CALLOUS fly-tippers put people and animals in danger by dumping more than 50 knife blades at a New Forest beauty spot.

Rangers from the National Trust’s New Forest team were shocked to discover that a tin of Stanley knife blades had been strewn across Half Moon Common.

Fifty-seven were found at the common, near West Wellow, which is used by dog walkers, families and livestock.

“Half Moon Common is a Site of Special Scientific Interest (SSSI) and contains some of the most internationally protected habitats and wildlife in Europe” said Jennifer Sutton, community ranger. “This damaging act has endangered people, wildlife and our commoner’s livestock, as well as being illegal.”

“Half Moon Common is a favourite destination for dog walkers, families and horse riders from local towns and villages.
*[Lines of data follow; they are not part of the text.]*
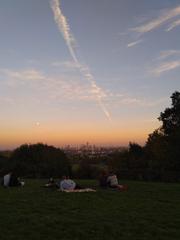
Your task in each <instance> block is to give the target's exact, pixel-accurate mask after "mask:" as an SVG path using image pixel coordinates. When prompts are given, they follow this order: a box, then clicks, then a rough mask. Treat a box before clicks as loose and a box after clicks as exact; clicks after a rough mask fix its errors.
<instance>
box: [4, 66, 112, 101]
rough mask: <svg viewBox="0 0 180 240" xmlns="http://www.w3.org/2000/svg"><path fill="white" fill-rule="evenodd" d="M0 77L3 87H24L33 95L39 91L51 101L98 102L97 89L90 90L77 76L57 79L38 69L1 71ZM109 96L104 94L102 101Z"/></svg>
mask: <svg viewBox="0 0 180 240" xmlns="http://www.w3.org/2000/svg"><path fill="white" fill-rule="evenodd" d="M0 77H2V79H3V85H6V86H8V87H10V88H14V89H19V87H23V86H24V88H25V90H24V91H27V92H31V93H32V91H34V90H35V91H36V92H37V91H38V92H39V93H40V95H41V94H42V95H45V96H46V98H47V99H50V100H56V101H63V100H73V101H79V100H84V101H91V102H92V101H93V102H95V101H97V97H96V93H95V92H94V91H95V89H94V88H89V84H88V82H82V80H79V78H77V77H75V76H71V77H70V78H68V77H67V76H61V77H57V76H53V75H47V74H45V73H42V72H41V71H39V70H37V69H26V70H12V69H0ZM1 84H2V82H1ZM14 92H15V90H14ZM20 95H21V94H20ZM34 95H35V93H34V94H33V96H34ZM40 95H39V96H40ZM107 96H108V94H107V93H106V92H102V93H101V96H100V97H101V99H106V97H107ZM0 100H1V99H0ZM5 100H7V98H6V99H5ZM3 101H4V100H3ZM6 102H7V101H6Z"/></svg>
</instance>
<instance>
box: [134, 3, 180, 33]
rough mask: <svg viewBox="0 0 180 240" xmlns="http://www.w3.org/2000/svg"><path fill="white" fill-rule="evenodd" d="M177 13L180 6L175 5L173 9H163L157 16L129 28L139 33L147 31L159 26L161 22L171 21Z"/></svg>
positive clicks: (141, 32)
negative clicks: (159, 13) (152, 18)
mask: <svg viewBox="0 0 180 240" xmlns="http://www.w3.org/2000/svg"><path fill="white" fill-rule="evenodd" d="M179 15H180V6H177V7H175V8H173V9H169V10H166V11H163V13H161V14H160V16H158V17H157V18H155V19H152V20H151V21H149V22H147V23H145V24H142V25H140V26H138V27H135V28H132V29H131V30H132V31H134V32H137V33H140V34H142V33H147V32H150V31H152V30H155V29H157V28H159V27H161V26H162V25H163V24H165V23H167V22H169V21H171V20H172V19H173V18H174V17H177V16H179Z"/></svg>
Due to the distribution of the knives I can only imagine that the perpetrator wanted to cause real harm.”

Following Friday's discovery the area has since been checked thoroughly and all blades removed and disposed of correctly, and the incident reported to Hampshire Constabulary, say the trust.
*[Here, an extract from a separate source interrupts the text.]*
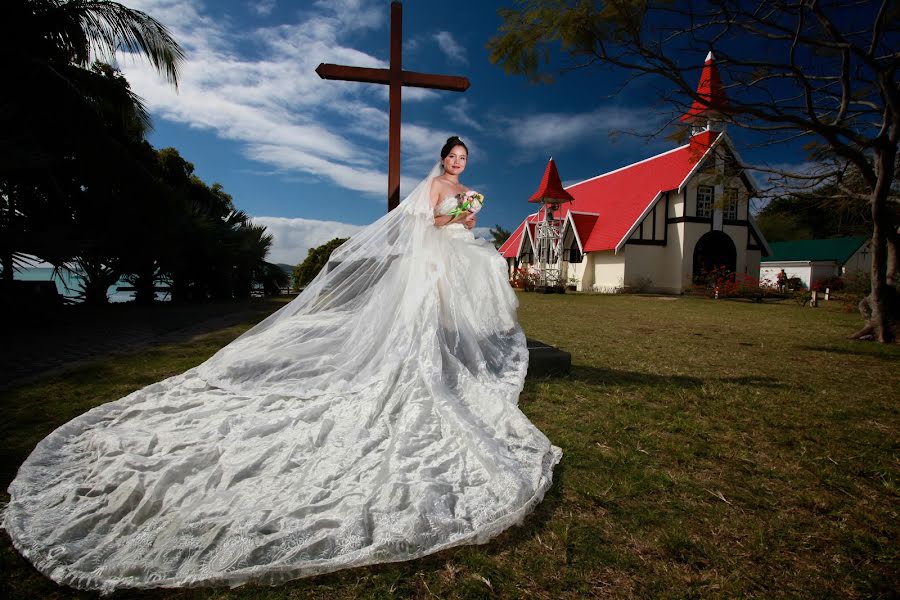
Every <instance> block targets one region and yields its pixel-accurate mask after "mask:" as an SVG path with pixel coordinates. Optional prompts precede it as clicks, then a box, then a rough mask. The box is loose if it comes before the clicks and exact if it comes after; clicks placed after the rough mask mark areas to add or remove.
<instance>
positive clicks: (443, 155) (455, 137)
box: [441, 135, 469, 160]
mask: <svg viewBox="0 0 900 600" xmlns="http://www.w3.org/2000/svg"><path fill="white" fill-rule="evenodd" d="M456 146H462V147H463V148H465V149H466V154H469V147H468V146H466V145H465V143H464V142H463V141H462V140H461V139H459V138H458V137H457V136H455V135H454V136H453V137H449V138H447V143H446V144H444V147H443V148H441V160H444V159H445V158H447V155H448V154H450V151H451V150H453V148H454V147H456Z"/></svg>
Fly-tipping has occurred on three of the Trust's five commons on the dge of the New Forest over recent weeks.

The dumping of the blades comes just days after another fly-tipping incident at Ibsley Common where broken glass, scrap metal, oil and nails were recovered by National Trust Lead ranger Lee Hulin.

“This fly-tip presented a direct hazard to pigs that were foraging in the immediate area” he explained. “We cleared the site immediately to prevent pigs being hurt when they forage through the waste”.

The National Trust’s New Forest team are appealing for people to report any suspicious activity on Trust commons by calling 014256500350 or emailing

The Trust also urges homeowners to use a reputable company to carry out their waste removal, and to make sure they show them their waste carriers licence. Homeowners can contact their local authority for advice if they are unsure.